Having reviewed Plaintiff Theriot's complaint in this action, the Court concludes that the complaint fails to state a claim upon which relief may be granted and seeks monetary relief from a defendant who is immune from such relief.
As an initial matter, from the facts alleged in Plaintiff's Complaint, it does not appear that any claim for the malicious prosecution of Darius Theriot is ripe. For Plaintiff to make out a Fourth Amendment claim for malicious prosecution, it must be established that the criminal proceedings terminated in Darius's favor. See Miller v. Sanilac County, 606 F.3d 240, 247 (6th Cir. 2010). No such showing has been made here. Therefore, until the charges against Darius are dropped or the criminal case against him is dismissed or otherwise terminates in his favor, no claim for malicious prosecution exists.
However, even if a claim based on malicious prosecution may be brought at this time, our Plaintiff, Cheryl Theriot, cannot bring it. Plaintiff here is complaining about the deprivation of her son's Fourth Amendment and due process rights by the Wayne County Prosecutor. It is well-settled, however, that "a litigant may only assert his or her own constitutional rights." O'Malley v. Brierley, 477 F.2d 785, 789 (3d Cir.1973) (quoting United States v. Raines, 362 U.S. 17, 22 (1960). One cannot sue for the deprivation of another's civil rights. Id.; TOPIC v. Circle Realty Co., 532 F.2d 1273 (9th Cir.) cert. denied, 429 U.S. 859 (1976) (litigants have no standing to assert civil rights of third parties injured by unlawful conduct). "Only persons actually deprived of their individual civil rights can redress such rights." United States v. Madison County Board of Education, 379 U.S. 929 (1964). See also Krum v. Sheppard, 255 F.Supp. 994 (W.D.Mich. 1966), aff'd, 407 F.2d 490 (6th Cir. 1967). Therefore, Plaintiff has no cause of action for the deprivation of her son's constitutional rights.

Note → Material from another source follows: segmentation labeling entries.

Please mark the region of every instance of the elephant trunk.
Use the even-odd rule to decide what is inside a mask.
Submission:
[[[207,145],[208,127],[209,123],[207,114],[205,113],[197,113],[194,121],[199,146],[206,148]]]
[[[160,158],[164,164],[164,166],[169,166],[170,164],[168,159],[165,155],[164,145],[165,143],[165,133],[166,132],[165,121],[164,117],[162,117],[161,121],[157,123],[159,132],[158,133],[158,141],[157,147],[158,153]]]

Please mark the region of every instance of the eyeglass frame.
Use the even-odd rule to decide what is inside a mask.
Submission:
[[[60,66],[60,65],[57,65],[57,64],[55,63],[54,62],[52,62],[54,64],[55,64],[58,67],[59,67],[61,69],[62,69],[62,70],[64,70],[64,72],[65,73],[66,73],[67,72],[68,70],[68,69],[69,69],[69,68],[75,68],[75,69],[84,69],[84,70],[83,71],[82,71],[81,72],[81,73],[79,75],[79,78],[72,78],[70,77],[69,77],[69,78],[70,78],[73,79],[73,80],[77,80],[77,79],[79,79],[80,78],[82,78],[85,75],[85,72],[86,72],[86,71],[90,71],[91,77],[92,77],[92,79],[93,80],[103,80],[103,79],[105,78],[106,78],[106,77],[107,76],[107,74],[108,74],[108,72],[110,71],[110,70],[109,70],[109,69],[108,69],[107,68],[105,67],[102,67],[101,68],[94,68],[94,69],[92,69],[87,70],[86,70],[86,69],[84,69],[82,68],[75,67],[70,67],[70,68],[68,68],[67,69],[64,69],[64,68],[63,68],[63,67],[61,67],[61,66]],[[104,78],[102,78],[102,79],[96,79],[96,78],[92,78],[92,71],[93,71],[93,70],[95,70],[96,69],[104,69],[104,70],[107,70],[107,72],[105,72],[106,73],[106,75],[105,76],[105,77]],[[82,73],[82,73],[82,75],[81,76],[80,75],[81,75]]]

Furthermore, even if a cause of action has been alleged, Plaintiff seeks monetary relief from a defendant who is immune from such relief. Plaintiff has brought her suit against the Wayne County Prosecutor. A prosecutor, however, is absolutely immune for the initiation and pursuit of a criminal prosecution. Imbler v. Pachman, 424 U.S. 409, 431 (1976); Lomaz v. Hennosy, 151 F.3d 493, 497 (6th Cir. 1998). Likewise, a prosecutor is absolutely immune from civil suit based on a decision not to prosecute or to terminate a prosecution. Dohaish v. Tooley, 670 F.2d 934 (10th Cir. 1982); Curry v. Jensen, 523 F.2d 387 (9th Cir. 1975), cert. denied, 423 U.S. 998 (1975); Turack v. Guido, 464 F.2d 535 (3rd Cir. 1972). "Absolute prosecutorial immunity is not defeated by showing that a prosecutor acted wrongfully or even maliciously [because] the decision to prosecute. . . 'even if malicious and founded in bad faith, is unquestionably advocatory and at the heart of the holding in Imbler.'" Grant v. Hollenbach, 870 F.2d 1135, 1138 (6th Cir. 1989).
For all of the foregoing reasons, the Court concludes that Plaintiff has failed to state a claim upon which relief can be granted. Therefore,
IT IS HEREBY ORDERED that Plaintiff's ifp complaint is hereby DISMISSED, pursuant to 28 U.S.C. § 1915(e)(2).
IT IS FURTHER ORDERED that any appeal from this order would be frivolous and not in good faith. Therefore, leave to appeal in forma pauperis will be DENIED.
Gerald E. Rosen
Chief Judge, United States District Court
I hereby certify that a copy of the foregoing document was served upon counsel of record on August 2, 2011, by electronic mail and upon Cheryl L. Theriot, 456 Marston Street, Detroit, MI 48202 by ordinary mail.